A few days ago, I ran across this article by Dmitri Nesteruk. In his article, he compared the performance between C# and C++ in matrix multiplication. From the data he provided, matrix multiplication using C# is two to three times slower than using C++ in comparable situations.

Even though a lot of optimizations have been done in the .Net runtime to make it more efficient, it is apparent that scientific programming still favors C and C++ because that the performance advantage is huge.

In this article, I will examine some matrix multiplication algorithms that are commonly used and illustrate the efficiencies of the various methods. All the tests are done using C++ only and matrices size ranging from 500×500 to 2000×2000. When the matrix sizes are small (e.g. <50), you can pretty much use any matrix multiplication algorithms without observing any significant performance differences. This is largely due to the fact that the typical stable matrix multiplication algorithms are O(n^3) and sometimes array operation overheads outweigh the benefit of algorithm efficiencies. But for matrices of larger dimensions, the efficiency of the multiplication algorithm becomes extremely important.
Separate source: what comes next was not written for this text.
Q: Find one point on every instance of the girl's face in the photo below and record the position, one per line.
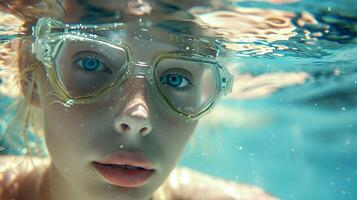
(130, 118)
Since Dmitri’s article has already captured pretty detailed data using the standard matrix multiplication algorithm, I will not repeat his findings in this article. What I intended to show was the performance data of uBLAS, OpenMP, cBLAS and MATLAB.

The following sample code are compiled under Ubuntu 8.10 64 bit (kernel 2.6.24.23) on Intel Q9450@3.2GHz.

#### Standard Matrix Multiplication (Single Threaded)

This is our reference code. Later on, I will only show the critical portion of the code and not repeat the common portion of code that initializes/finalizes the arrays. Similarly, the timing method used is also the same across all the tests and will be omitted later on.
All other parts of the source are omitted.